Rudern vor einem grandiosen Panorama
Nils Vorberg ist überzeugt davon, dass seine Entscheidung auch sportlich die richtige war. In Deutschland hätte er als Bundeskadermitglied am Stützpunkt in Dortmund trainieren müssen. „Hier habe ich bessere Bedingungen und messe mich täglich mit einigen der besten internationalen U-23-Athleten“, sagt er. 46 Athleten umfasst das Ruderteam, für das er im ersten Achter fährt. 15 davon sind international, darunter Sportler aus Australien, Neuseeland, Großbritannien, den Niederlanden und mit Max Schwarzkopf (Frankfurt am Main) und Sebastian Ritter (Regensburg) zwei weitere Deutsche.
Trainiert wird auf dem Lake Washington und dem Lake Union, der am frühen Morgen, wenn Ruderer bevorzugt unterwegs sind, ein grandioses Panorama der Skyline Seattles bietet. Rudern hat in Seattle eine große Tradition. Alle Mitglieder des US-Achters, der bei den Olympischen Sommerspielen 1936 in Berlin Gold gewann, stammten aus der Stadt. Ihre Geschichte wird im 2013 erschienenen Buch „The Boys in the boat“ von Daniel James Brown erzählt. „Als Ruderer ist man in Seattle durchaus angesehen“, sagt Nils Vorberg.
Was HSV-Fan Vorberg am meisten vermisst
Das Einzige, das aktuell fehlt, sind Wettkämpfe. Bis Jahresende sind – außer im Football – alle College-Sportarten im Pausenmodus. Ein Vereinssystem wie in Deutschland kennen die USA nicht. Die Rudersaison soll im März beginnen. „Im Training fahren wir seit August, als wir nach dem Lockdown wieder starten durften, nur im Einer.

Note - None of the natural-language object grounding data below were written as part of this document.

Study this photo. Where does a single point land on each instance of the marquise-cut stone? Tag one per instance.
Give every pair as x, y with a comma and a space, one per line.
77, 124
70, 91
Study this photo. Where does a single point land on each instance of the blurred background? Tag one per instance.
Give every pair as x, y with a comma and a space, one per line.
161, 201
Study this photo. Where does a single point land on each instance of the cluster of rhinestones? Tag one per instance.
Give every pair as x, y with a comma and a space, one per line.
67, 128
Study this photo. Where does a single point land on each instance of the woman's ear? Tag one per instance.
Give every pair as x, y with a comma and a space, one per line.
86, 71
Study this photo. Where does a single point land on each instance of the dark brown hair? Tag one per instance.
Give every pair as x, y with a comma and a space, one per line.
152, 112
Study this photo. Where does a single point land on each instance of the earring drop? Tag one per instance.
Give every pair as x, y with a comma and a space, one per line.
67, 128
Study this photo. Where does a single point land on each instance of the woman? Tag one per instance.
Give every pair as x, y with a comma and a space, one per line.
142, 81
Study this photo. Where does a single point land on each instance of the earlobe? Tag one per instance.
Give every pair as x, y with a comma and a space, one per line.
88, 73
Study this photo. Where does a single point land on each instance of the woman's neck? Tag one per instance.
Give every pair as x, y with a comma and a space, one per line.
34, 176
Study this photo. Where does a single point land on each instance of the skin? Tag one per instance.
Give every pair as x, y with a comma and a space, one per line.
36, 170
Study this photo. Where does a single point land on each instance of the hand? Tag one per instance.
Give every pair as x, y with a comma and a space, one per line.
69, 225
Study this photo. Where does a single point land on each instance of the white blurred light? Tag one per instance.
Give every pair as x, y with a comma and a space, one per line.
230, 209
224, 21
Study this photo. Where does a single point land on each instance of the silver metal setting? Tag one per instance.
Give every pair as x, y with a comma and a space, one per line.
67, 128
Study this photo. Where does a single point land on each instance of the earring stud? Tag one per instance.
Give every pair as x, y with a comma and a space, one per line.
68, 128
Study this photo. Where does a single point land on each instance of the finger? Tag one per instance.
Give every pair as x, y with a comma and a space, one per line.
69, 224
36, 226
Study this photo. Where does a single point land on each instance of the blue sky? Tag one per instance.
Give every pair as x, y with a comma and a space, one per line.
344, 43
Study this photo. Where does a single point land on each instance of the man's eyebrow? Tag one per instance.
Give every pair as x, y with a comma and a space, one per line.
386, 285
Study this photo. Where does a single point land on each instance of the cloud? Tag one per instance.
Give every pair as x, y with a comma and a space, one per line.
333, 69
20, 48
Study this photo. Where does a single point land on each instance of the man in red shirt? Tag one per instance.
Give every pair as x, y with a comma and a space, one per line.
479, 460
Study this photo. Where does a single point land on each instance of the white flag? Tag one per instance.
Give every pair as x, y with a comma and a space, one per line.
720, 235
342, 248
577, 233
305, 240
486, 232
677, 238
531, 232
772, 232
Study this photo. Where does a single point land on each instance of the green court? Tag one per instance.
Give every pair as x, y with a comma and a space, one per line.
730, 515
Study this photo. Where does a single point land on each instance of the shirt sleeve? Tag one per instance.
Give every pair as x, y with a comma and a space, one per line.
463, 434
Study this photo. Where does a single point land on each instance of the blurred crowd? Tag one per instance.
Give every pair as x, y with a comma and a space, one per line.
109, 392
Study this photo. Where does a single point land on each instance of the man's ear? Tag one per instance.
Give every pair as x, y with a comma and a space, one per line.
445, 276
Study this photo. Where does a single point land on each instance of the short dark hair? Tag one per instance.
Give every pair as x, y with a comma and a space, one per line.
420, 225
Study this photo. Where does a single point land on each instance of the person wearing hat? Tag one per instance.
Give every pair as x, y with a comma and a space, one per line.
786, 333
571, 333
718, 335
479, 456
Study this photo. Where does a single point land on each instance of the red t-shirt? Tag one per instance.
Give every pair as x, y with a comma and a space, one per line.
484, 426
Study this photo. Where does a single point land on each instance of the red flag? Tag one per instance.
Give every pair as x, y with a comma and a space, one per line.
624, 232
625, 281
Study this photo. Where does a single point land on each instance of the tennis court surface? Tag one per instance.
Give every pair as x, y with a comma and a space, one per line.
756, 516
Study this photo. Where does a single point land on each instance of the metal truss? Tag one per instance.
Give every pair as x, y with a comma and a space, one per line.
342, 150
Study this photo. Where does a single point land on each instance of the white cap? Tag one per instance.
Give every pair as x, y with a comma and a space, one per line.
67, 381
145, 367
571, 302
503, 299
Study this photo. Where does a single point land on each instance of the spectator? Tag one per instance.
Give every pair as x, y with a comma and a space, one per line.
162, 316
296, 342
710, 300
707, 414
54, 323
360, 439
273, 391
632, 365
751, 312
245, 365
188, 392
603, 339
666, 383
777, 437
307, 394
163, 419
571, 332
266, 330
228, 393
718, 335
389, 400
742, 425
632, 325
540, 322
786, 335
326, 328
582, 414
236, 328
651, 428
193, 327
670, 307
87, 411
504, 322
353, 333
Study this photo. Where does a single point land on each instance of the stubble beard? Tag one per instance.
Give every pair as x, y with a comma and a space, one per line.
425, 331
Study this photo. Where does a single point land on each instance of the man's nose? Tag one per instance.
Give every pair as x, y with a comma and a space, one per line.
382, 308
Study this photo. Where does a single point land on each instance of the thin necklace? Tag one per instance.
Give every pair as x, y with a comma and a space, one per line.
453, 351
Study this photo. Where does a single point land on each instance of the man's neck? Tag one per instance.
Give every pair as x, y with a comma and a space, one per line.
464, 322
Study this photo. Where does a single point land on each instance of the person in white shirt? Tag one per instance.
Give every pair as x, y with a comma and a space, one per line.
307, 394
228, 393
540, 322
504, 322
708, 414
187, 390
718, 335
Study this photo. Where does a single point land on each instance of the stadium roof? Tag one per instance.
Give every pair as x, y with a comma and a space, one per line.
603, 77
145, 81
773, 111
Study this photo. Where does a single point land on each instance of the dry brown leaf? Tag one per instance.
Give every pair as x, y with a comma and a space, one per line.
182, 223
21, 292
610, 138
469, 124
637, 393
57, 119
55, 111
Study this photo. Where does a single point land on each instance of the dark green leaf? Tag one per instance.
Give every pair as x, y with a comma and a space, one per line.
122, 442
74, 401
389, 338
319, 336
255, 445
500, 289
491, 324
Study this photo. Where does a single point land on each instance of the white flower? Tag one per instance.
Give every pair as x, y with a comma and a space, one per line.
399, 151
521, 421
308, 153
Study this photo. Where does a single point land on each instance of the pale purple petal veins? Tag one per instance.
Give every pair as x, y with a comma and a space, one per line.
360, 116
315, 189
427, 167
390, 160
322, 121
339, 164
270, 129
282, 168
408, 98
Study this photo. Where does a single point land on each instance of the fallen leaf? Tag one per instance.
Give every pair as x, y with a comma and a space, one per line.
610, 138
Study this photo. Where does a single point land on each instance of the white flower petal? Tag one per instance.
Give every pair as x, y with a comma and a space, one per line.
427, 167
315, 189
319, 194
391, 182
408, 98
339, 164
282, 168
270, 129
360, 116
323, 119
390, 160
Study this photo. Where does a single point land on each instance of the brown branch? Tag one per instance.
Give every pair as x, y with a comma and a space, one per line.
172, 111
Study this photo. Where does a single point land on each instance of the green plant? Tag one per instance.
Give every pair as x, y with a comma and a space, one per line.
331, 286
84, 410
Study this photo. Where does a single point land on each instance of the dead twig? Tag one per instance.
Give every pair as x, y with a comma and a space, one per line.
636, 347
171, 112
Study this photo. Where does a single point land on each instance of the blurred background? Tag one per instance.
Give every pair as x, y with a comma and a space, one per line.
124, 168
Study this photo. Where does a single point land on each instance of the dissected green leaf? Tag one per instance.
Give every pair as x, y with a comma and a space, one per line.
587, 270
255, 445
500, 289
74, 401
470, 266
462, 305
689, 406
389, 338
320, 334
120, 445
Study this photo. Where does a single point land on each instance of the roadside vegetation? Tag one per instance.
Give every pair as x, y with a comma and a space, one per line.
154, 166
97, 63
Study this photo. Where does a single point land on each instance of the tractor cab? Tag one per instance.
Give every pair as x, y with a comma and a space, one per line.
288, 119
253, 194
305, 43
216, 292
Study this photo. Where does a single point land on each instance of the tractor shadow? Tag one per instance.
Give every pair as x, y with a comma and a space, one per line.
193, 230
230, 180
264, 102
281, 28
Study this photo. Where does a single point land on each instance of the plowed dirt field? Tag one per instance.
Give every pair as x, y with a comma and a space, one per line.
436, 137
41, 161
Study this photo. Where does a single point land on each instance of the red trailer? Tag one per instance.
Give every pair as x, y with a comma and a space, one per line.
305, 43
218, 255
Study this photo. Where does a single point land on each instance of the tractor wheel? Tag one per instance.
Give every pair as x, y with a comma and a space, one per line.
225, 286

Mit internen Regatten über 6000 Meter versuchen die Coaches, Wettkämpfe zu simulieren. Aber das ist natürlich nicht mit echten Wettkämpfen vergleichbar“, sagt Vorberg.
Da er also derzeit sportlich wenig versäumt und die Uni Ende November in die Weihnachtspause geht, wird der HSV-Fan, der die Zweitligaspiele mit neun Stunden Zeitunterschied auch in Seattle live schaut, Weihnachten bei seiner Familie in Schenefeld verbringen. Sofern der gebuchte Flug auch wie geplant stattfindet und ihm die Wiedereinreise in die USA nicht verwehrt wird. Der Politikstudent setzt dabei auf die Einsicht des neuen Präsidenten Biden – und freut sich bei seiner Rückkehr nach einem Jahr ganz besonders auf Brot und Brötchen. „Eine gute Bäckerei ist das, was mir in Seattle am meisten fehlt“, sagt er. Manchmal sind es beim Anschauen der Welt auch kleine Dinge, die besonders auffallen.